Harianjogja.com, GUNUNGKIDUL—Menjelang penerapan new normal, sejumlah objek wisata mulai bersiap menyambut pelancong. Kepala Dinas Kesehatan (Dinkes) Gunungkidul, Dewi Irawaty, mengingatkan agar pembukaan objek wisata benar-benar dikaji secara matang.

 Dewi berharap jangan sampai pembukaan ini malah menjadi tempat penyebaran virus Corona yang lebih luas. “Untuk saat ini masih sangat riskan dan rawan terjadi penyebaran,” kata Dewi kepada wartawan, akhir pekan lalu.

 Kekhawatiran ini bukan tanpa alasan karena lokasi wisata menjadi salah satu tempat berkumpulnya banyak orang yang berasal dari berbagai daerah. Menurut dia, di waktu normal masih banyak masalah terkait dengan penyelenggaraan wisata mulai dari kemacetan hingga pengunjung di kawasan pantai yang tidak mengindahkan imbauan petugas untuk tidak bermain di area berbahaya.

 Berbagai permasalahan inilah yang menjadi dasar agar wacana pembukaan objek wisata dikaji dengan matang sehingga tidak menjadi klaster penyebaran Corona baru. “Itu yang harus diperhatikan sehingga pelaksanaannya bisa benar-benar baik dan bukan malah menimbulkan masalah baru,” katanya.

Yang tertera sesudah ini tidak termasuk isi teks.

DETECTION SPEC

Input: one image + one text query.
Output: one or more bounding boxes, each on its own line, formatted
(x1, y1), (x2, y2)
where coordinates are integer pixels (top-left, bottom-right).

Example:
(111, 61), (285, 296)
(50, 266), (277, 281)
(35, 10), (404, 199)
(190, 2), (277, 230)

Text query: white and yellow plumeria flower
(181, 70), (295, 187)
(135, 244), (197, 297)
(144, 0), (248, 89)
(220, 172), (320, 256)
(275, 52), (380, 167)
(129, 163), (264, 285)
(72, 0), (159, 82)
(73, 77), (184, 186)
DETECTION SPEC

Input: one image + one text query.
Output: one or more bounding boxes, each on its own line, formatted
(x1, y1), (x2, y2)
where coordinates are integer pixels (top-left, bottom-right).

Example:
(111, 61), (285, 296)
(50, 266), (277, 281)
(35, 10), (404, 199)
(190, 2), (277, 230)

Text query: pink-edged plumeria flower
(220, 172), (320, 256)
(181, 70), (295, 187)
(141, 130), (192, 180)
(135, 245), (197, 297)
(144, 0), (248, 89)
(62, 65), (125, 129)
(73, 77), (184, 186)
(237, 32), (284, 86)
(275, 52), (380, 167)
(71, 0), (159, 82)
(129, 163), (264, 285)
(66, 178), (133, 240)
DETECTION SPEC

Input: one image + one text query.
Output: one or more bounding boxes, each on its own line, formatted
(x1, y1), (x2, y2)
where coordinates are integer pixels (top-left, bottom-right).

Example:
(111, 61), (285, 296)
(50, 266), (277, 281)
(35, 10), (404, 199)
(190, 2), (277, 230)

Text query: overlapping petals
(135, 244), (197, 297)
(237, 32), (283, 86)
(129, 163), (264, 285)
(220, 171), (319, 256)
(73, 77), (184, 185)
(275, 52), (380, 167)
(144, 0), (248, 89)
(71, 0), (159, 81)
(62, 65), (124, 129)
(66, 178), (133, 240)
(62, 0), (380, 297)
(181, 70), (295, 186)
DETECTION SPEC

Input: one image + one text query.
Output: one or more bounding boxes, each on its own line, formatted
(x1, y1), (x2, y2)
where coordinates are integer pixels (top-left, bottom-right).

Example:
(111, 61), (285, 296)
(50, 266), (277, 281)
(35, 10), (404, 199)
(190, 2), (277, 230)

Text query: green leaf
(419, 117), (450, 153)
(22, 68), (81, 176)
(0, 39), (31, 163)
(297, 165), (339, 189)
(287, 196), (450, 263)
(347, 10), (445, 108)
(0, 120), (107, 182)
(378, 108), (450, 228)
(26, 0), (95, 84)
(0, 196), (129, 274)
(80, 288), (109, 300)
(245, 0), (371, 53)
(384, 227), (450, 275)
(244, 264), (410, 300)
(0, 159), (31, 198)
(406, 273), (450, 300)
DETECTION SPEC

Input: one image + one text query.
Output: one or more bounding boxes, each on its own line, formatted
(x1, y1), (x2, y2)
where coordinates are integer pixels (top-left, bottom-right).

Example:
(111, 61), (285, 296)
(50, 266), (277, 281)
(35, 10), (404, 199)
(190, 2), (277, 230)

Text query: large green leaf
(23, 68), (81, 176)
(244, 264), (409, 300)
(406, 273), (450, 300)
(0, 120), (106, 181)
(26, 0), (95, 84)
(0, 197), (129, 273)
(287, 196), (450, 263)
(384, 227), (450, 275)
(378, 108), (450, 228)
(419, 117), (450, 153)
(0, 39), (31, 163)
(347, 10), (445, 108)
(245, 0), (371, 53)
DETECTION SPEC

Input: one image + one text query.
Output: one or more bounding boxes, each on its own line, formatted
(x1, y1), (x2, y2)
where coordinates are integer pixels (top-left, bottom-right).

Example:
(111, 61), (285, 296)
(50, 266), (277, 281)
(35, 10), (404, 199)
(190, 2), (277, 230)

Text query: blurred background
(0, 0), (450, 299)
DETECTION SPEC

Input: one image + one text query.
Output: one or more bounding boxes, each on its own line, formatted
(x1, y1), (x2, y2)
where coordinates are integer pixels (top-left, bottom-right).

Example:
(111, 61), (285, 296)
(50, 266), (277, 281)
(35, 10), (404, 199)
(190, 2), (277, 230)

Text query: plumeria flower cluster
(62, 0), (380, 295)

 Disinggung mengenai kehidupan new normal, Dewi mengakui bahwa kebijakan ini belum sepenuhnya bisa diterapkan. Meski demikian, ada beberapa hal yang bisa dilakukan seperti pemakaian masker, kebiasaan mencuci tangan dengan sabun dan lain sebagainya. “Yang jelas tempat-tepat umum harus menyediakan fasilitas serta melaksanakan protokol kesehatan, misalnya tempat warung makan dan toko-toko. Jika protokol belum bisa diterapkan, maka masih sangat riskan terjadi penularan,” katanya.

 Sebelumnya, Kepala Dinas Pariwisata (Dispar) Gunungkidul, Asti Wijayanti, mengatakan jajarannya mulai mempersiapkan standar operasional prosedur (SOP) untuk pembukaan destinasi wisata. Menurut dia, SOP ini sangat dibutuhkan agar pembukaan objek bisa berlangsung aman sehingga tidak menjadi penyebab penyebaran Corona. “Masih dirumuskan,” katanya.

 Asti menjelaskan pembukaan objek wisata harus mengacu pada standar protokol kesehatan pencegahan Corona. Selain menyediakan fasilitas cuci tangan untuk pengunjung, Dispar berencana menyediakan klinik untuk pemeriksaan. “Harus dipersiapkan dengan sebaik-baiknya sehingga saat dibuka benar-benar aman,” katanya.

 Menurut Asti, pembuatan tempat cuci tangan dianggarkan dalam APBD. Namun sebelum anggaran bisa dicairkan, para pelaku wisata bisa ikut berpartisipasi dalam pembuatan. “Yang sederhana saja karena yang terpenting bisa digunakan untuk cuci tangan,” katanya.